= Coordinator of Indigenous Organizations of the Amazon River Basin =

Coordinates national Amazonian indigenous organizations

COICA logo

Coordinator of Indigenous Organizations of the Amazon River Basin (COICA) (Spanish: Coordinadora de las Organizaciones Indígenas de la Cuenca Amazónica) was founded in 1984 in Lima, Peru. This organization coordinates the following nine national Amazonian indigenous organizations:
- Asociación Interétnica de Desarrollo de la Selva Peruana (AIDESEP)
- Amerindian People's Association of Guyana (APA)

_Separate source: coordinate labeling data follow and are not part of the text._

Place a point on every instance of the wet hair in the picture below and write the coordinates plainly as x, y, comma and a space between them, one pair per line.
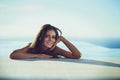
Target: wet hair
42, 33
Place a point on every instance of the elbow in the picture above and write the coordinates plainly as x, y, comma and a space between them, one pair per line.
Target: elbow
12, 55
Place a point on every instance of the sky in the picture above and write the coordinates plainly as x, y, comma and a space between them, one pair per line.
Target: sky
75, 18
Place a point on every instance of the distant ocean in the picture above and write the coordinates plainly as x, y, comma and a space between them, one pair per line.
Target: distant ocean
90, 48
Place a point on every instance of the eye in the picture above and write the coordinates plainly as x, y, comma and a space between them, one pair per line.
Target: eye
53, 37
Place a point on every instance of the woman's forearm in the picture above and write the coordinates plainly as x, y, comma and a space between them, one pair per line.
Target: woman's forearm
20, 55
23, 55
73, 49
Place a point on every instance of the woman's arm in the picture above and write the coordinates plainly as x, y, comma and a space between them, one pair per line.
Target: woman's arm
23, 53
75, 53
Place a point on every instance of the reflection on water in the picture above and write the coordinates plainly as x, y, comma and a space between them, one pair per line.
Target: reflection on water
88, 47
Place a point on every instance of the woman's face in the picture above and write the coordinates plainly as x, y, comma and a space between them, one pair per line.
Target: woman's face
49, 39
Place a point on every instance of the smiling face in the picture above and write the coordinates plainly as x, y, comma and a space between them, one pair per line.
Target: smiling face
49, 39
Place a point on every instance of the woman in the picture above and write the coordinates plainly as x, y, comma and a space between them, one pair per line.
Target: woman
44, 46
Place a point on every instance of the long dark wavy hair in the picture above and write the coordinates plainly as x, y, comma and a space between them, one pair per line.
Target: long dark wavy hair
42, 33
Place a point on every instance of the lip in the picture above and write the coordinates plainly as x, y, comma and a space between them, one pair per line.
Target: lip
49, 43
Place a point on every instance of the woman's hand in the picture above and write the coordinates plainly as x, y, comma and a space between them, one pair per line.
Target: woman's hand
43, 56
57, 41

- Confederación de Pueblos Indígenas de Bolivia (CIDOB)
- Coordenação das Organizações Indígenas da Amazônia Brasileira (COIAB)
- Confederation of Indigenous Nationalities of the Ecuadorian Amazonia (CONFENIAE)

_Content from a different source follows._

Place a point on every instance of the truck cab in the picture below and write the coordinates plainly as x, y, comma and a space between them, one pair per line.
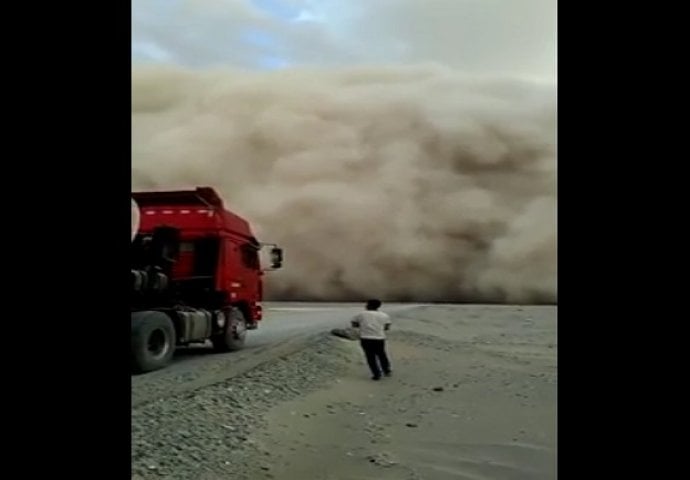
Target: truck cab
198, 264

- Regional Organization of Indigenous Towns of the Amazon (ORPIA)
- Federation des Organisations Amerindiennes de Guyane (FOAG)
- Organisatie van Inheemsen in Suriname (OIS)

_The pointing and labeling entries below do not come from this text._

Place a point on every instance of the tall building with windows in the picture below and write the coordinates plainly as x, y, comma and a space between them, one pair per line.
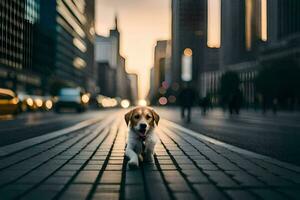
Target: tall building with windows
113, 79
188, 27
17, 23
67, 37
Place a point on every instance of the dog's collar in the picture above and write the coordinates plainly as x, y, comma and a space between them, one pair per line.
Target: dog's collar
142, 137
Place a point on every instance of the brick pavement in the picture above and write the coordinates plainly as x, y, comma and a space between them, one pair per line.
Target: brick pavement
90, 164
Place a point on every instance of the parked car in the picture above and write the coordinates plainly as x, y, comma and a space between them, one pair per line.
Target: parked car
8, 102
71, 98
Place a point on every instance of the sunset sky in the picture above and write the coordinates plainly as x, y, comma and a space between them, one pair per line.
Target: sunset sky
141, 23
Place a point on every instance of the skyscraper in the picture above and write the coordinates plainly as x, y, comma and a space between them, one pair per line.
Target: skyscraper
66, 42
17, 22
188, 27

- Organization of the Indigenous Towns of the Colombian Amazonia

The objectives of the COICA organization are to promote and develop mechanisms that encourage the interaction of Indigenous peoples with the member organizations of COICA, to defend the self-determination of Indigenous peoples, to respect the human rights of its members, to coordinate the actions of its members on an international level, to fortify and cultivate mutual collaboration between all Indigenous peoples of the region, and to promote the cultural vindication of its members. Some of the initiatives that COICA has been able to accomplish include allowing indigenous peoples to be educated in their native languages and the foundation of an Amazon Indigenous University. Accomplishments such as these have encouraged the revitalization of traditional cultures. In 1993, COICA's headquarters was permanently relocated to Quito, Ecuador. Here the organization has received legal recognition by the Ecuadorian state.